Likely the most influential writer in all of English literature and certainly the most important playwright of the English Renaissance, William Shakespeare was born in 1564 in the town of Stratford-upon-Avon in Warwickshire, England. The son of a successful middle-class glove-maker, Shakespeare attended grammar school, but his formal education proceeded no further. In 1582, he married an older woman, Anne Hathaway, and had three children with her. Around 1590 he left his family behind and traveled to London to work as an actor and playwright. Public and critical success quickly followed, and Shakespeare eventually became the most popular playwright in England and part owner of the Globe Theater. His career bridged the reigns of Elizabeth I (ruled 1558-1603) and James I (ruled 1603-1625); he was a favorite of both monarchs. Indeed, James granted Shakespeare's company the greatest possible compliment by endowing them with the status of king's players. Wealthy and renowned, Shakespeare retired to Stratford, and died in 1616 at the age of fifty-two. At the time of Shakespeare's death, such luminaries as Ben Jonson hailed him as the apogee of Renaissance theatre.
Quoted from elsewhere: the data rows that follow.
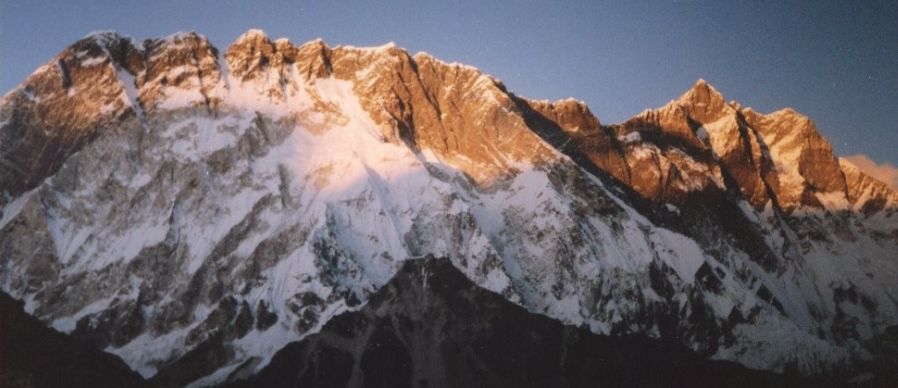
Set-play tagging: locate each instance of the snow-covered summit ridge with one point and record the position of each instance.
(250, 195)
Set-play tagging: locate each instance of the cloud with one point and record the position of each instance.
(884, 172)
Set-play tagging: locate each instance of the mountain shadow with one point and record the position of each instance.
(432, 327)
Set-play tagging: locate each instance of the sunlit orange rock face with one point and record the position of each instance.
(695, 143)
(250, 194)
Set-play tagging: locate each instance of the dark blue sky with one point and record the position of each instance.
(836, 62)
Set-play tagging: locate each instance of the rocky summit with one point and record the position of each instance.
(192, 211)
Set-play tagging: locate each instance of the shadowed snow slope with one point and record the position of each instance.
(173, 204)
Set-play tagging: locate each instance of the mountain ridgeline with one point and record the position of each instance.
(194, 211)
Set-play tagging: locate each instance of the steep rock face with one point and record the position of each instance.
(63, 105)
(237, 203)
(803, 158)
(866, 194)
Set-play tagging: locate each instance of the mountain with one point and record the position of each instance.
(475, 338)
(32, 355)
(175, 205)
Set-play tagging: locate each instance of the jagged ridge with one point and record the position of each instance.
(263, 197)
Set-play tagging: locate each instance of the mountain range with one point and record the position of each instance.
(193, 212)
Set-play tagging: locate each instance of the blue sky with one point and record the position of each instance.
(834, 61)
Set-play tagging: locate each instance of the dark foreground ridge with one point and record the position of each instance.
(32, 355)
(431, 327)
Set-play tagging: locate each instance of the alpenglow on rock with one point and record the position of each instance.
(164, 200)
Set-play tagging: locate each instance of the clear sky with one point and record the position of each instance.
(834, 61)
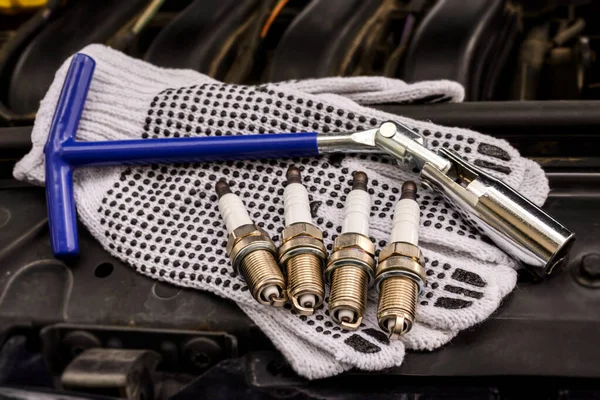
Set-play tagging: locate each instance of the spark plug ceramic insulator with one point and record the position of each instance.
(351, 267)
(302, 252)
(251, 250)
(400, 273)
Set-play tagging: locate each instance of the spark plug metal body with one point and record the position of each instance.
(302, 252)
(401, 274)
(351, 267)
(251, 250)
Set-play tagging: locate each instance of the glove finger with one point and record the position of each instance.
(307, 360)
(367, 348)
(423, 337)
(461, 291)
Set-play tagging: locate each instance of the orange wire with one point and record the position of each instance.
(272, 17)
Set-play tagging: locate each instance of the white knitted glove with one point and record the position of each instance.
(163, 220)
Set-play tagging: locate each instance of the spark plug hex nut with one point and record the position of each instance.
(350, 271)
(400, 276)
(303, 253)
(252, 255)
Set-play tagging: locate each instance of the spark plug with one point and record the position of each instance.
(400, 273)
(251, 250)
(302, 252)
(351, 266)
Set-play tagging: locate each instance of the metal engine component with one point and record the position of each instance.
(124, 373)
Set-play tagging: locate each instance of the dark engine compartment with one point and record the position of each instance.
(530, 72)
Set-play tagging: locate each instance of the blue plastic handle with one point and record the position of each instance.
(63, 153)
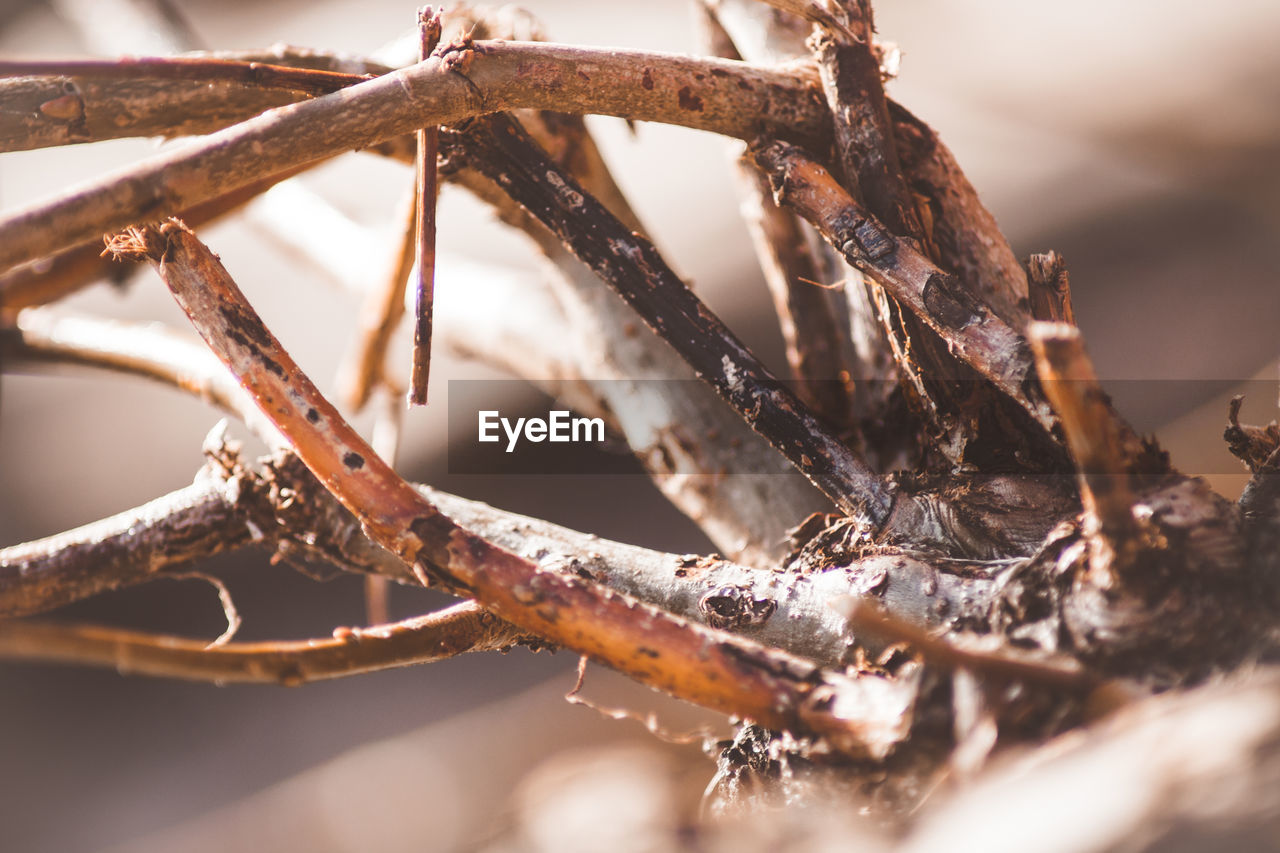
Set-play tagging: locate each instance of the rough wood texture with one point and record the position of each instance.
(632, 267)
(481, 77)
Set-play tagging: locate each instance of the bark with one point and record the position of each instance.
(484, 77)
(632, 267)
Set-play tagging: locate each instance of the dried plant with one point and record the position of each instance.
(1029, 568)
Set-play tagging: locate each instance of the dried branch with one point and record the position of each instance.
(136, 349)
(731, 97)
(1000, 665)
(124, 550)
(700, 665)
(379, 315)
(1048, 288)
(978, 337)
(1101, 445)
(202, 69)
(72, 269)
(630, 264)
(690, 443)
(428, 191)
(352, 651)
(805, 318)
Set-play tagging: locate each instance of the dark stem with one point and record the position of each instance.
(498, 147)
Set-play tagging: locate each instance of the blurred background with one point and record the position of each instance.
(1141, 140)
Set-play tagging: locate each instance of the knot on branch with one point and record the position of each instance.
(142, 242)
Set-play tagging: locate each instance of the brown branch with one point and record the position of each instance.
(700, 665)
(124, 550)
(1004, 665)
(201, 69)
(499, 149)
(1048, 288)
(72, 269)
(732, 97)
(136, 349)
(1104, 447)
(978, 337)
(608, 364)
(351, 651)
(428, 191)
(92, 105)
(698, 451)
(380, 313)
(805, 316)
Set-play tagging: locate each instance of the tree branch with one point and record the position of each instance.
(698, 451)
(862, 715)
(630, 264)
(483, 77)
(978, 337)
(352, 651)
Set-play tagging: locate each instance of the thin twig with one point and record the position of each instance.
(702, 665)
(428, 191)
(805, 318)
(1004, 664)
(1102, 446)
(202, 69)
(137, 349)
(351, 651)
(631, 265)
(72, 269)
(978, 337)
(379, 315)
(1050, 288)
(731, 97)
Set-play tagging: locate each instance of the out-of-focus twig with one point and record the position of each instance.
(632, 267)
(351, 651)
(702, 665)
(428, 191)
(730, 97)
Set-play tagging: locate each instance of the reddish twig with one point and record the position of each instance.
(979, 338)
(190, 68)
(352, 651)
(731, 97)
(630, 264)
(379, 315)
(424, 287)
(702, 665)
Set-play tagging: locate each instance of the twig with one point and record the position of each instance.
(385, 437)
(1048, 288)
(1102, 446)
(823, 13)
(1004, 665)
(805, 318)
(700, 665)
(137, 349)
(53, 278)
(379, 315)
(202, 69)
(123, 550)
(136, 27)
(352, 651)
(630, 264)
(978, 337)
(428, 190)
(731, 97)
(609, 364)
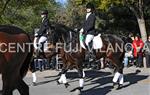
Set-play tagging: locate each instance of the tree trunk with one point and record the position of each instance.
(142, 27)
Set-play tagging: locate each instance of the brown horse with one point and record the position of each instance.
(15, 56)
(74, 59)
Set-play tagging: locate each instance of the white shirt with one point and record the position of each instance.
(87, 15)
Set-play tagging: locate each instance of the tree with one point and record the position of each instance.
(25, 13)
(137, 7)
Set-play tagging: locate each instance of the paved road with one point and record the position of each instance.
(96, 83)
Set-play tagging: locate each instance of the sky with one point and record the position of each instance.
(61, 1)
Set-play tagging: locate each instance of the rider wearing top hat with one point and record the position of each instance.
(45, 25)
(88, 27)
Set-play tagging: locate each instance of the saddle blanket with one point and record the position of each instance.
(36, 44)
(97, 42)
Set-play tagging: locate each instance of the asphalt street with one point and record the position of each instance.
(137, 82)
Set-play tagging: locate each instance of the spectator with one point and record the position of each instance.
(147, 51)
(138, 54)
(129, 53)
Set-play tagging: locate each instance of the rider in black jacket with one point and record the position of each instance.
(42, 33)
(88, 27)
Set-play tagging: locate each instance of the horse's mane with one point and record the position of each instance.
(11, 29)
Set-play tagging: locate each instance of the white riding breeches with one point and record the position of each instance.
(42, 39)
(88, 39)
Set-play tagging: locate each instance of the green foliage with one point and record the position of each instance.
(26, 13)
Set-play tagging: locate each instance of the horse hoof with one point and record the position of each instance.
(119, 86)
(115, 85)
(80, 88)
(58, 83)
(34, 84)
(67, 84)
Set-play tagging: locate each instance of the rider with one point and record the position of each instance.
(88, 27)
(42, 33)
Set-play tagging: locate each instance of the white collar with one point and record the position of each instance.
(87, 15)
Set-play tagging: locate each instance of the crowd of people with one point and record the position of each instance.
(137, 52)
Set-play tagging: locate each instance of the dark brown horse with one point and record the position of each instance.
(15, 56)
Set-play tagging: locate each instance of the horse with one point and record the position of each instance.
(75, 59)
(15, 56)
(39, 56)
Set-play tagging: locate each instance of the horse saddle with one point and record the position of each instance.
(37, 46)
(96, 42)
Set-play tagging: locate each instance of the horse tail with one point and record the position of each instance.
(26, 63)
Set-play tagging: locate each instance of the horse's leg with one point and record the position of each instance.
(81, 78)
(118, 74)
(63, 78)
(6, 89)
(7, 84)
(34, 78)
(22, 87)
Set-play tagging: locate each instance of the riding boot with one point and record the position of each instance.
(92, 52)
(42, 50)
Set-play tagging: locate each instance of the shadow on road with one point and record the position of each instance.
(0, 92)
(45, 82)
(102, 89)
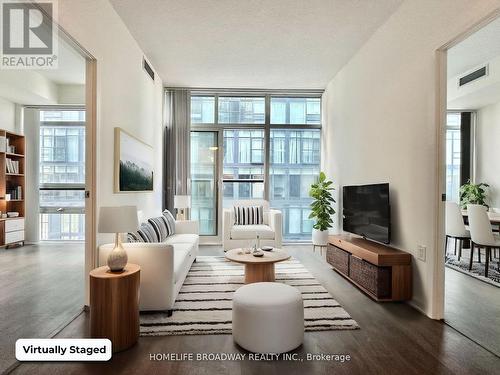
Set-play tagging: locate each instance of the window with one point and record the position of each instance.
(62, 175)
(243, 175)
(453, 156)
(291, 180)
(202, 109)
(238, 110)
(281, 174)
(296, 111)
(203, 181)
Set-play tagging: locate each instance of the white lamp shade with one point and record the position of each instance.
(118, 219)
(182, 201)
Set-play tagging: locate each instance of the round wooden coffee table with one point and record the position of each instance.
(258, 269)
(114, 305)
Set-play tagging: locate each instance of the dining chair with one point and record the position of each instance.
(455, 227)
(481, 233)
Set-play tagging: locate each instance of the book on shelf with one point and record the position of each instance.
(16, 193)
(6, 146)
(12, 166)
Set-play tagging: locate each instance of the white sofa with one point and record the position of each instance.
(270, 232)
(164, 266)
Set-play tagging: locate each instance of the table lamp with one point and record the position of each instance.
(118, 220)
(181, 202)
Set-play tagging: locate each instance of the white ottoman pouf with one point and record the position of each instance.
(268, 317)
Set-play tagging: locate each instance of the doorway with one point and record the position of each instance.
(470, 175)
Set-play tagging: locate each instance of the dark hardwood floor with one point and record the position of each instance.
(42, 289)
(393, 339)
(473, 308)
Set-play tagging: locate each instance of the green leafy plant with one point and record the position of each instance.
(473, 194)
(321, 207)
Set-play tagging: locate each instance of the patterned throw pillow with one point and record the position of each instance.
(160, 226)
(147, 233)
(134, 237)
(169, 218)
(248, 215)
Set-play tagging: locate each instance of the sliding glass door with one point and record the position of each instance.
(204, 202)
(62, 175)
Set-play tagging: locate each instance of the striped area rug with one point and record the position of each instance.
(203, 305)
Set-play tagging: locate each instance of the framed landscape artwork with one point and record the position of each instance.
(133, 163)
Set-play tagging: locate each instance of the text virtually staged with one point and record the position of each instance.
(249, 187)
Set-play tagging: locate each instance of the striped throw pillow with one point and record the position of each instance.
(248, 215)
(134, 237)
(147, 233)
(169, 219)
(159, 224)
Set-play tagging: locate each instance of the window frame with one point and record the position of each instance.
(266, 127)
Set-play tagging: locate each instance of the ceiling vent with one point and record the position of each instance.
(148, 69)
(475, 75)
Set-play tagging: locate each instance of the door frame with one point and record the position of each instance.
(438, 299)
(217, 238)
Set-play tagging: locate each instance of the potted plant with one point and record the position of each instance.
(473, 194)
(321, 209)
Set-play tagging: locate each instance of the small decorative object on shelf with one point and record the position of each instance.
(181, 202)
(321, 210)
(118, 220)
(12, 188)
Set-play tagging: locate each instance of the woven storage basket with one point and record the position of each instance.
(376, 280)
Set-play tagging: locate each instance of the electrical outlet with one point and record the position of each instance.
(421, 252)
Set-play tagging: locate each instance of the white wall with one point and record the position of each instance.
(126, 96)
(476, 94)
(7, 115)
(71, 94)
(27, 87)
(381, 122)
(488, 151)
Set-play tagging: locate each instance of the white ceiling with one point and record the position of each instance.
(252, 43)
(480, 47)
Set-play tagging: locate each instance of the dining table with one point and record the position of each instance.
(493, 216)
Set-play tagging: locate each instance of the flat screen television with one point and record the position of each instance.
(367, 211)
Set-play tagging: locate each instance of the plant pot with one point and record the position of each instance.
(320, 237)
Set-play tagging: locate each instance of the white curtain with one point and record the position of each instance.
(177, 148)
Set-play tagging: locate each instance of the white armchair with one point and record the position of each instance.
(270, 232)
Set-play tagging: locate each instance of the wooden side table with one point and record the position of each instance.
(258, 269)
(114, 305)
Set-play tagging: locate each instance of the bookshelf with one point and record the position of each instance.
(12, 187)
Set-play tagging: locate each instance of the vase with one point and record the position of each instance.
(117, 258)
(320, 237)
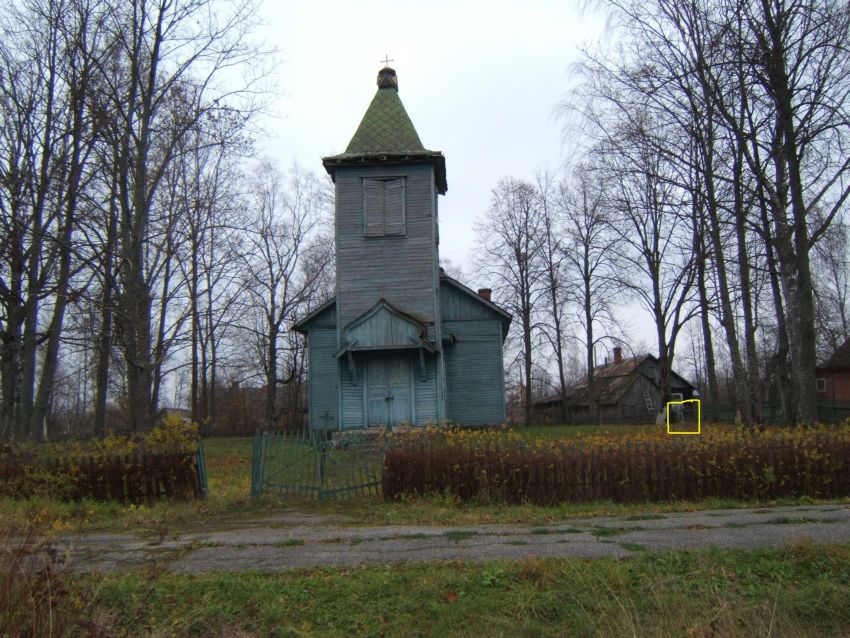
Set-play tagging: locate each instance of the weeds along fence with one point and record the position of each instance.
(127, 478)
(311, 465)
(503, 467)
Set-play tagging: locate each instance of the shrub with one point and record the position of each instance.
(502, 466)
(159, 463)
(38, 592)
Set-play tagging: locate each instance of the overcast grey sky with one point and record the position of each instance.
(480, 80)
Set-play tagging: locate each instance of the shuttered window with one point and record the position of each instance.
(383, 206)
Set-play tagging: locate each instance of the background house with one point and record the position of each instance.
(832, 378)
(627, 391)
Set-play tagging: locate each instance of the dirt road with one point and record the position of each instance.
(294, 541)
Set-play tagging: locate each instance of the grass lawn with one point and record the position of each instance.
(800, 591)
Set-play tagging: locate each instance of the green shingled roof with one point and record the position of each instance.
(386, 136)
(386, 127)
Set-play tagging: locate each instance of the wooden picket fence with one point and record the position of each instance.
(748, 467)
(129, 478)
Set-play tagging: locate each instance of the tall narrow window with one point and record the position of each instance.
(383, 206)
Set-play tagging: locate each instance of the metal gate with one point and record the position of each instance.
(314, 466)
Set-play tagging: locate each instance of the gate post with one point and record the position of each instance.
(257, 457)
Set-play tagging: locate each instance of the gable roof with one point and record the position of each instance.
(302, 324)
(386, 135)
(840, 359)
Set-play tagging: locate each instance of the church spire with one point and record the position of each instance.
(386, 127)
(387, 136)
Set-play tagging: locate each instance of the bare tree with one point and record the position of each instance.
(164, 78)
(285, 264)
(590, 244)
(655, 239)
(509, 254)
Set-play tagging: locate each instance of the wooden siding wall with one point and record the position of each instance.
(384, 328)
(456, 305)
(425, 392)
(399, 269)
(352, 396)
(474, 372)
(632, 403)
(324, 379)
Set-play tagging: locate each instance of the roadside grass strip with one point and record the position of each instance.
(797, 591)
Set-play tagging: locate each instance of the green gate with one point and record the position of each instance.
(314, 466)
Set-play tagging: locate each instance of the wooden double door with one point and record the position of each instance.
(389, 395)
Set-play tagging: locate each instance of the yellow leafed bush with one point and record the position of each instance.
(501, 465)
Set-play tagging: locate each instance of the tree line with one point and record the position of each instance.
(145, 255)
(708, 185)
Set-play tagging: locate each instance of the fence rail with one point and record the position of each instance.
(127, 478)
(681, 468)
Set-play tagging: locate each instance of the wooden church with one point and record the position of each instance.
(401, 342)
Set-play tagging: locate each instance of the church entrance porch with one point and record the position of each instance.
(389, 391)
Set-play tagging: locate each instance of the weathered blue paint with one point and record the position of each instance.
(400, 342)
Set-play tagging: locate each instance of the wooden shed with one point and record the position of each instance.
(627, 391)
(401, 342)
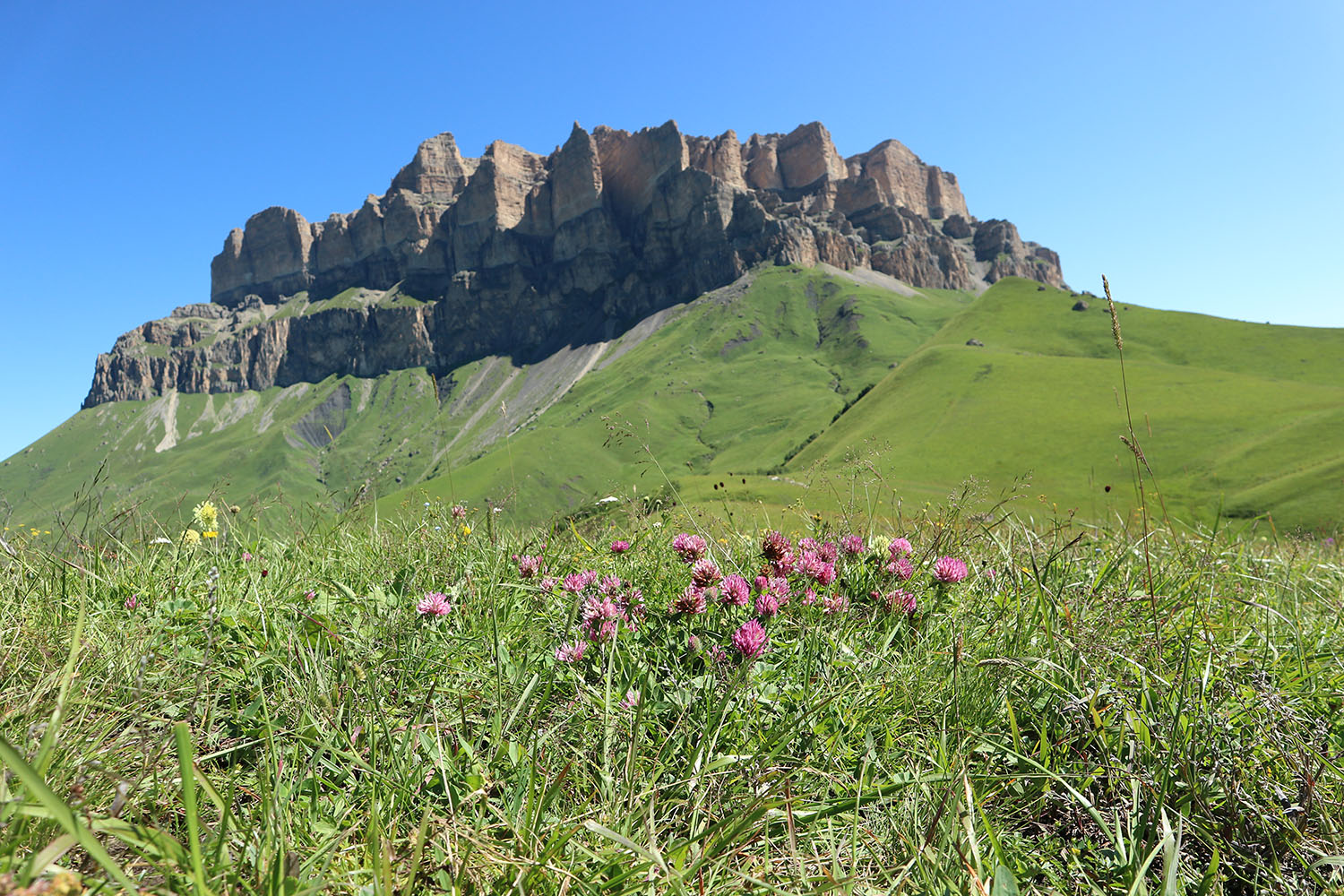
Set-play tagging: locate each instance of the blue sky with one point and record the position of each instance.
(1190, 151)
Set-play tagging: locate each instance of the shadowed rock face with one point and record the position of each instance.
(519, 254)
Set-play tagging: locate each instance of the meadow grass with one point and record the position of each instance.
(257, 715)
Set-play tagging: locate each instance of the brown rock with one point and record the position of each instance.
(518, 253)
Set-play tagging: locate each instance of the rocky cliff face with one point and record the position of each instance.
(518, 254)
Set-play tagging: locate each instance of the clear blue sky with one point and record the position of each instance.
(1190, 151)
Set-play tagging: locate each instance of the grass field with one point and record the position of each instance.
(1086, 711)
(784, 392)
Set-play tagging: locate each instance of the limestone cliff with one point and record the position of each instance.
(519, 254)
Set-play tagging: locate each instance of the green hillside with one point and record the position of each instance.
(788, 384)
(738, 379)
(1246, 414)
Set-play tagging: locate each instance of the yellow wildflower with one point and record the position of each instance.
(206, 514)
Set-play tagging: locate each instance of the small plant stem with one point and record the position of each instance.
(1139, 463)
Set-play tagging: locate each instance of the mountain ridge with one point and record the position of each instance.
(521, 254)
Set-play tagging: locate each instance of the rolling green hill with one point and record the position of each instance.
(843, 387)
(1244, 414)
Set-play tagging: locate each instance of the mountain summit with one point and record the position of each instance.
(521, 254)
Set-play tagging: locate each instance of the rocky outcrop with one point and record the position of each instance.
(516, 253)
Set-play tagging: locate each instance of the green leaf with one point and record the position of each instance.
(62, 814)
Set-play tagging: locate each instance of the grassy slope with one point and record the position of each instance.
(1242, 413)
(733, 386)
(730, 387)
(704, 400)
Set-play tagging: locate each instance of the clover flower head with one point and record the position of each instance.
(690, 547)
(736, 590)
(951, 570)
(704, 573)
(690, 602)
(435, 603)
(900, 568)
(750, 640)
(572, 651)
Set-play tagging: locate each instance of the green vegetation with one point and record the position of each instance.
(1088, 712)
(1236, 418)
(750, 401)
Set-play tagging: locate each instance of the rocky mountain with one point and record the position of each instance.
(519, 254)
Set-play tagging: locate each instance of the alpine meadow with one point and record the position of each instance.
(676, 514)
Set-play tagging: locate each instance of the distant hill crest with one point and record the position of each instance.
(515, 253)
Shakespeare's works were collected and printed in various editions in the century following his death, and by the early eighteenth century his reputation as the greatest poet ever to write in English was well established. The unprecedented admiration garnered by his works led to a fierce curiosity about Shakespeare's life; but the paucity of surviving biographical information has left many details of Shakespeare's personal history shrouded in mystery. Some people have concluded from this fact that Shakespeare's plays in reality were written by someone else--Francis Bacon and the Earl of Oxford are the two most popular candidates--but the evidence for this claim is overwhelmingly circumstantial, and the theory is not taken seriously by many scholars.
In the absence of definitive proof to the contrary, Shakespeare must be viewed as the author of the 37 plays and 154 sonnets that bear his name. The legacy of this body of work is immense. A number of Shakespeare's plays seem to have transcended even the category of brilliance, becoming so influential as to affect profoundly the course of Western literature and culture ever after.
In 1687, a full hundred years after the first performance of Titus Andronicus, Edward Ravenscroft adapted the play for a different audience. In an introduction to his more refined version, he wrote, "I have been told by some anciently conversant with the stage, that it was not originally his [Shakespeare's], but brought by a private author to be acted, and he only gave some Master-touches to one or two of the principal parts of characters; this I am apt to believe, because 'tis the most incorrect and indigested piece in all his works; it seems rather a heap of Rubbish than a structure."
More interesting than the fact that Ravenscroft thought the play was bad enough to merit "Rubbish" with a capital "r," is the determination of the author to rescue the good name of Shakespeare. This captures the essence of the history of the play Titus Andronicus, in which admirers of Shakespeare venture to deny his authorship of such a bad, probably his worst, play. This debate has carried over into this century. If scholars acknowledge the hand of the great master in this work at all, they usually point to his youth as an excuse for the assumed poverty of its quality (Shakespeare would have been 26 at the time, with Titus Andronicus marking his first attempt at writing tragedy). This controversy rages despite the fact that Meres publicly named Shakespeare as the play's author in Palladis Tamia (1598), and that the play is included in the First Folio.
Perhaps one of the reasons Titus Andronicus has sparked such contention rests on its resistance to easy categorization. Portraying events supposedly derived from the history of the late Roman empire, but which are entirely fictitious, the play clings barely to the genre of both history play and Roman play. It also bears some elements of a tragedy, but can make little claim of offering its audience catharsis. The best description of the play would be that of a revenge tragedy, a genre defined by a hero who doggedly pursues vengeance and perishes at his moment of success. On many counts, Titus Andronicus follows the conventions of the Elizabethan revenge play; yet in its massive excess the play seems less an imitation of the Elizabethan revenge drama than a deliberate parody of that form.
Whether Rubbish or revenge, the play met with great public support upon opening. Books of the Elizabethan era testify to a public audience with particularly bloody tastes, and Titus Andronicus was received with great applause, remaining a favorite for over a decade. Though certainly not one of Shakespeare's top tier plays, the poetry of Titus Andronicus nevertheless displays specifically Shakespearean traits that needed only to mature before forming the foundation of his many masterpieces.